NASA’S Hubble Telescope Looks Into a Cosmic Kaleidoscope of Colliding Galaxy Clusters
By Space Coast Daily // March 30, 2016
located about 4.3 billion light-years from Earth

At first glance, a cosmic kaleidoscope of purple, blue and pink offers a strikingly beautiful — and serene — snapshot of the cosmos, however, this multi-colored haze actually marks the site of two colliding galaxy clusters, forming a single object known as MACS J0416.1-2403 (or MACS J0416 for short).
MACS J0416 is located about 4.3 billion light-years from Earth, in the constellation of Eridanus.
As with all galaxy clusters, MACS J0416 contains a significant amount of dark matter, which leaves a detectable imprint in visible light by distorting the images of background galaxies.
This dark matter appears to align well with the blue-hued hot gas, suggesting that the two clusters have not yet collided; if the clusters had already smashed into one another, the dark matter and gas would have separated.

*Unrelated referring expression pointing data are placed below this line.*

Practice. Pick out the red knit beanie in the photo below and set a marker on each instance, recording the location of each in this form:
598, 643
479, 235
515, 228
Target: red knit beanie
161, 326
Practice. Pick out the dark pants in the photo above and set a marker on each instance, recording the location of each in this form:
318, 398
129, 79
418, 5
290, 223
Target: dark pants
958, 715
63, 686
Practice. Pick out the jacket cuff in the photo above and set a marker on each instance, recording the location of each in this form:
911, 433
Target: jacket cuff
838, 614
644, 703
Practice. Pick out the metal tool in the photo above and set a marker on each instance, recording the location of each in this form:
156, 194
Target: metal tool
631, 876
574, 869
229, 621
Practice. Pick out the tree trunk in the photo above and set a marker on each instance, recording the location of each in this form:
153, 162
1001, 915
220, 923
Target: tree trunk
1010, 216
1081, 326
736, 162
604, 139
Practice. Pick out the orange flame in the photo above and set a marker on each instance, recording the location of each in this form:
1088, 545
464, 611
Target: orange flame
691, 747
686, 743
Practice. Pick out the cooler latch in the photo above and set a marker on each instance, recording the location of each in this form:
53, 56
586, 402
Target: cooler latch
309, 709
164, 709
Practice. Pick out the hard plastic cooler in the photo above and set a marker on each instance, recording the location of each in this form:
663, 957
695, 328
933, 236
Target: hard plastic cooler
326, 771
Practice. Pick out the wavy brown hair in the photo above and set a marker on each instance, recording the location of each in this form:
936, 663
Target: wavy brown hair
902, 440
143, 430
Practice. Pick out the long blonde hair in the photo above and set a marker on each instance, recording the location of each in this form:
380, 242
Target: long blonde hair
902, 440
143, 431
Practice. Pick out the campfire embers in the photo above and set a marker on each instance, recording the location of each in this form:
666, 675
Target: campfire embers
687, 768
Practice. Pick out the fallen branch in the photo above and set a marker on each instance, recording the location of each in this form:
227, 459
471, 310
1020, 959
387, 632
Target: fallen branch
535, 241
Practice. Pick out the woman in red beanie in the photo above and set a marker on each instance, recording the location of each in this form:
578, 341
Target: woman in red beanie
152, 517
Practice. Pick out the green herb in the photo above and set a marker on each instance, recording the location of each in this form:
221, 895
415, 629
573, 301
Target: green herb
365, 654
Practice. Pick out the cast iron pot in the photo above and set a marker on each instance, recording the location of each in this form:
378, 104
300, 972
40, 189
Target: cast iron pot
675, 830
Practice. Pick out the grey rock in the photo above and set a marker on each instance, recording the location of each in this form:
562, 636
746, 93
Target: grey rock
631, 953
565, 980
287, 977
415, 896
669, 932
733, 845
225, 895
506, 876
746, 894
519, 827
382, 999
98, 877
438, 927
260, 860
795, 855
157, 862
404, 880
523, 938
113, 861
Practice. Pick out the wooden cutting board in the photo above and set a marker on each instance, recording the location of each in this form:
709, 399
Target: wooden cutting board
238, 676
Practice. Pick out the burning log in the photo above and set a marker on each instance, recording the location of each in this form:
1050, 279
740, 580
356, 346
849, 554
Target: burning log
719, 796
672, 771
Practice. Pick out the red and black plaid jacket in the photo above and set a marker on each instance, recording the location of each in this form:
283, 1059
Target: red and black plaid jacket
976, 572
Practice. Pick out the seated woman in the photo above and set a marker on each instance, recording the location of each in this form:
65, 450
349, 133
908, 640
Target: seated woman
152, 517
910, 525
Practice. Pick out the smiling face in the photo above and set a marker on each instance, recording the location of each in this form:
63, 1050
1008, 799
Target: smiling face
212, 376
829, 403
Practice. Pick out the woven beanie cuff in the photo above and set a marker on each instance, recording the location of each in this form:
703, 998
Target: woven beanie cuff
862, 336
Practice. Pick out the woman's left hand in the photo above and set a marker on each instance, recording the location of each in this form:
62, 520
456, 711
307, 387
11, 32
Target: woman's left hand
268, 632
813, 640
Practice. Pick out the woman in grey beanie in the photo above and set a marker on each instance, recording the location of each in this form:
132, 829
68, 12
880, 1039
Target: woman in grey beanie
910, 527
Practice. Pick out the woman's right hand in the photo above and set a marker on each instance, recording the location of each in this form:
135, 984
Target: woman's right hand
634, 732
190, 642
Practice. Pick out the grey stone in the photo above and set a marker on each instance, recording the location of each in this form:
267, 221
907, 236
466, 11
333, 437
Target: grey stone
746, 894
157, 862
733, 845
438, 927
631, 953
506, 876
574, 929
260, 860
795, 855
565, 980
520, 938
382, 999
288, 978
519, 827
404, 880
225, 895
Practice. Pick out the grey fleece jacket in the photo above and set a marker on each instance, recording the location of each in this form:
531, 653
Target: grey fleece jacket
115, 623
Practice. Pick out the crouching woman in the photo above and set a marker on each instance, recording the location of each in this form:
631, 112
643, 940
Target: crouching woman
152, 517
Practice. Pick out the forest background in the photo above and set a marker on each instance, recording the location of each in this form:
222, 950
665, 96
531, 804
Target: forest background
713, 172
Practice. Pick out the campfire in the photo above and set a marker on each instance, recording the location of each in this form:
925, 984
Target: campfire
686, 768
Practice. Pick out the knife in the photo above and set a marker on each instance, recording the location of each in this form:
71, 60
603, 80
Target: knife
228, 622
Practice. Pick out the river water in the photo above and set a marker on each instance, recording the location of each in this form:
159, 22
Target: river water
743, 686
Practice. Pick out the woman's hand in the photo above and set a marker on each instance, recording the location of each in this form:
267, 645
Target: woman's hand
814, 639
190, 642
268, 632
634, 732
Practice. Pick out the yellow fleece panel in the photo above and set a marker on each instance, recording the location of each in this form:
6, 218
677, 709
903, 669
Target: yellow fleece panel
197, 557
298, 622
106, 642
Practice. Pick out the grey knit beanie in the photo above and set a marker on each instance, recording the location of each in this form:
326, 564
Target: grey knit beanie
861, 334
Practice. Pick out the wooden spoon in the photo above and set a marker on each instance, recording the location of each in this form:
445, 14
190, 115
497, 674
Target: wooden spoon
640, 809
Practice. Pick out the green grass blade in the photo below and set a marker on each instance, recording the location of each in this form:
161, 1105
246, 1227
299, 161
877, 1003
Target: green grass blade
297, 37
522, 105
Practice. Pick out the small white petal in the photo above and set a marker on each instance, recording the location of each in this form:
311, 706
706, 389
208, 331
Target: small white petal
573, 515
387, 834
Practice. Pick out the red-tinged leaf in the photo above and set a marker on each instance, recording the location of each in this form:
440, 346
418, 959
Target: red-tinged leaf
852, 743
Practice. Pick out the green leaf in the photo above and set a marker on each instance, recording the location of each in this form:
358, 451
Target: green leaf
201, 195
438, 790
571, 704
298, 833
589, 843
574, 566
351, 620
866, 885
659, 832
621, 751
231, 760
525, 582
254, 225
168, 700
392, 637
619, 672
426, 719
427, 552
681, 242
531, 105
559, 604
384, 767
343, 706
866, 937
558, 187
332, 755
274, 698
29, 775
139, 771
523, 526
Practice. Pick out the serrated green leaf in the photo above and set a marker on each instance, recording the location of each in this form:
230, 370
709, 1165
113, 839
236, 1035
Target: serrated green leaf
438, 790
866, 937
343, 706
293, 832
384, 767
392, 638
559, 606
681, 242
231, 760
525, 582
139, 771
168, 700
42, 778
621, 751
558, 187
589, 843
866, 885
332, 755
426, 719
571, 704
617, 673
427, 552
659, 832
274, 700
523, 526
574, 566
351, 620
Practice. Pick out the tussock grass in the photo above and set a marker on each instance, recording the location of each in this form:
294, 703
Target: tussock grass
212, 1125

MACS J0416 also contains other features — such as a compact core of hot gas — that would likely have been disrupted had a collision already occurred.
Together with five other galaxy clusters, MACS J0416 is playing a leading role in the Hubble Frontier Fields program, for which this data was obtained.
Owing to its huge mass, the cluster is in fact bending the light of background objects, acting as a magnifying lens. Astronomers can use this phenomenon to find galaxies that existed only hundreds of million years after the big bang.